Mesenchymal Stem Cell Treatment for Pneumonia Patients Infected With COVID-19
Safety and Efficiency of Mesenchymal Stem Cell in Treating Pneumonia Patients Infected With COVID-19
  • Phase

    Phase 1
  • Study Type

  • Status

    Unknown status
  • Intervention/Treatment

  • Study Participants

The SARS-CoV-2 infection caused clusters of severe respiratory illness similar to severe acute respiratory syndrome coronavirus and was associated with ICU admission and high mortality. There is no confirmed antivirus therapy for people infected SARS-CoV-2, most of them should receive supportive care to help relieve symptoms. For severe cases, treatment should include care to support vital organ functions. This clinical trial is to inspect the safety and efficiency of Mesenchymal Stem Cells (MSCs) therapy for pneumonia patients infected with SARS-CoV-2.
SARS-CoV-2 infection has become an urgent public health event in China. As of 24:00 on January 26, 2020, there are 2744 confirmed cases and 461 severe cases in China, the number is still increasing. There is currently no vaccine and no specific antiviral treatment recommended for SARS-CoV-2 infection. About 20% of the patients were severe and some died of respiratory failure or multiple organ failure. Therefore, it is urgent to find a safe and effective therapeutic approach to pneumonia patients infected with SARS-CoV-2.

In the last year, the promising features of mesenchymal stem cells (MSCs), including their regenerative properties and ability to differentiate into diverse cell lineages, have generated great interest among researchers whose work has offered intriguing perspectives on cell-based therapies for various diseases. These findings seem to highlight that the beneficial effect of MSC-based treatment could be principally due by the immunomodulation and regenerative potential of these cells. The investigators found that infusions of UC-MSC significantly improved liver function in decompensated liver cirrhosis and primary biliary cirrhosis (PBC) patients, increased the survival rate in acute-on-chronic liver failure (ACLF) patients . MSCs could significantly reduce the pathological changes of lung and inhibit the cell-mediated immune inflammatory response induced by influenza virus in animal model .

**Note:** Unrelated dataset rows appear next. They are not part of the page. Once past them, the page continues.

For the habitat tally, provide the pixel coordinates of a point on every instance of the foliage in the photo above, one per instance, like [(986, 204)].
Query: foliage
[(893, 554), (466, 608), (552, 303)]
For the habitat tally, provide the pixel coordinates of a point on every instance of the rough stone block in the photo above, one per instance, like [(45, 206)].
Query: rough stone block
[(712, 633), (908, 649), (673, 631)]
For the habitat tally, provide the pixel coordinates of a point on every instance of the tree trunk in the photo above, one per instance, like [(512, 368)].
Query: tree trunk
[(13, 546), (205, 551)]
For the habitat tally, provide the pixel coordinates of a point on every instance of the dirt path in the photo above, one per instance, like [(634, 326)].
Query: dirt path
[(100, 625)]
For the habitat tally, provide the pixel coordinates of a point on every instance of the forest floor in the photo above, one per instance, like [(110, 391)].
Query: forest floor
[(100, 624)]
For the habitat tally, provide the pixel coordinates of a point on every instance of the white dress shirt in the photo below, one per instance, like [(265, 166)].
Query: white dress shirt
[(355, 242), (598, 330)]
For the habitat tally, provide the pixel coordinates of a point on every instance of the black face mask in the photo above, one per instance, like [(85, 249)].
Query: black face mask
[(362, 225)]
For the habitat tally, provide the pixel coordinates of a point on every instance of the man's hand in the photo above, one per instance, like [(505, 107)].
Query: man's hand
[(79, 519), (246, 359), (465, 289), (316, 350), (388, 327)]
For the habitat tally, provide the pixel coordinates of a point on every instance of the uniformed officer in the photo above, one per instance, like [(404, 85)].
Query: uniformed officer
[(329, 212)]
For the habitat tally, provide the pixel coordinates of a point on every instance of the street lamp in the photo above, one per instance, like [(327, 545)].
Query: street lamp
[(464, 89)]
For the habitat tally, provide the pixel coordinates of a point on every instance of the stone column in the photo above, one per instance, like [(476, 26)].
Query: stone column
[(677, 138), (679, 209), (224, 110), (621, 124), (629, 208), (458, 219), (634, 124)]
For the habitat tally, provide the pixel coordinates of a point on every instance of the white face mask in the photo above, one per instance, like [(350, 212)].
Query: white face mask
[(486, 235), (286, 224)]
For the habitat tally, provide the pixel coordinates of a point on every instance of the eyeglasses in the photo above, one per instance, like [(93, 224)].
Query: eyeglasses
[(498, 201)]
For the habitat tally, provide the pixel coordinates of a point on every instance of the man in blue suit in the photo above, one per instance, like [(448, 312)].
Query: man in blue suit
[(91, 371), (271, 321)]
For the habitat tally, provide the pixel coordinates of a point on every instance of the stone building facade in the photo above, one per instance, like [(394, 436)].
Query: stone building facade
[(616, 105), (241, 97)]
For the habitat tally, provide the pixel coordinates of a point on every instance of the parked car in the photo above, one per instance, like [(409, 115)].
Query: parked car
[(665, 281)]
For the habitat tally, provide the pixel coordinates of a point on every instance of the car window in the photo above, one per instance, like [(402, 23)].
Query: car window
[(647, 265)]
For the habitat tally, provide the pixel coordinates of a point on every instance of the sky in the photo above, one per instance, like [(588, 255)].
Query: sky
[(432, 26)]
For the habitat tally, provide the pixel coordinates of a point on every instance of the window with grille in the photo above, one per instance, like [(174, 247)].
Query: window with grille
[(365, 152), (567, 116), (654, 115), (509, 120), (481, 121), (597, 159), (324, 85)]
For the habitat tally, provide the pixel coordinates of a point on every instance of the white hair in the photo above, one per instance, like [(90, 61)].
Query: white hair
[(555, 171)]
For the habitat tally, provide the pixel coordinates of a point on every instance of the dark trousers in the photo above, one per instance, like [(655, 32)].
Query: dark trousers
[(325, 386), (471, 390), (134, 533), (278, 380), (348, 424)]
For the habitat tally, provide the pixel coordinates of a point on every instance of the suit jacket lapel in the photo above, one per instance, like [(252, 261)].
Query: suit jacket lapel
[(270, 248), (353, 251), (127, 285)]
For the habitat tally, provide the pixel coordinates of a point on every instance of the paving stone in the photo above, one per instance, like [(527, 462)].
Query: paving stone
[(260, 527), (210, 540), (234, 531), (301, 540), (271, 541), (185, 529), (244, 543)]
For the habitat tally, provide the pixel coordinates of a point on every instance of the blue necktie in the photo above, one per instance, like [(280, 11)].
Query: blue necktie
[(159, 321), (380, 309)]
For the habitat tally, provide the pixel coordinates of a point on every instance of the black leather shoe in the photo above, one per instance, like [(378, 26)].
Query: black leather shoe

The purpose of this study is to investigate safety and efficiency of MSCs in treating pneumonia patients infected with SARS-CoV-2. This multi-center trial will recruit 20 patients. 10 patients received i.v. transfusion one round (3 times) of 3.0*10E7 cells of MSCs as the treated group, all of them received the conventional treatment. In addition, the equal 10 patients received conventional treatment were used as control. The clinical symptoms, pulmonary imaging, side effects, 28-days mortality, immunological characteristics (immune cells, inflammatory factors, etc.) will be evaluated during the 180 days follow up.
Study Started
Jan 27
Primary Completion
Dec 31
Study Completion
Dec 31
Last Update
Apr 15

Biological MSCs

3 times of MSCs(3.0*10E7 MSCs intravenously at Day 0, Day 3, Day 6).

MSCs Treatment Group Experimental

Conventional treatment plus MSCs Participants will receive conventional treatment plus 3 times of MSCs(3.0*10E7 MSCs intravenously at Day 0, Day 3, Day 6).

Conventional Control Group No Intervention

Without MSCs Therapy but conventional treatment should be received.


Inclusion Criteria:

Male or female, aged at 18 years (including) -70 years old
Confirmed COVID-19 by reverse-transcription polymerase chain reaction (RT-PCR) from any diagnostic sampling source; and
Pneumonia that is judged by chest radiograph or computed tomography.

Exclusion Criteria:

Pregnancy, lactation and those who are not pregnant but do not take effective contraceptives measures;
Patients with malignant tumor, other serious systemic diseases and psychosis;
Patients who are participating in other clinical trials;
Inability to provide informed consent or to comply with test requirements.
Co-Infection of HIV, tuberculosis, influenza virus, adenovirus and other respiratory infection virus.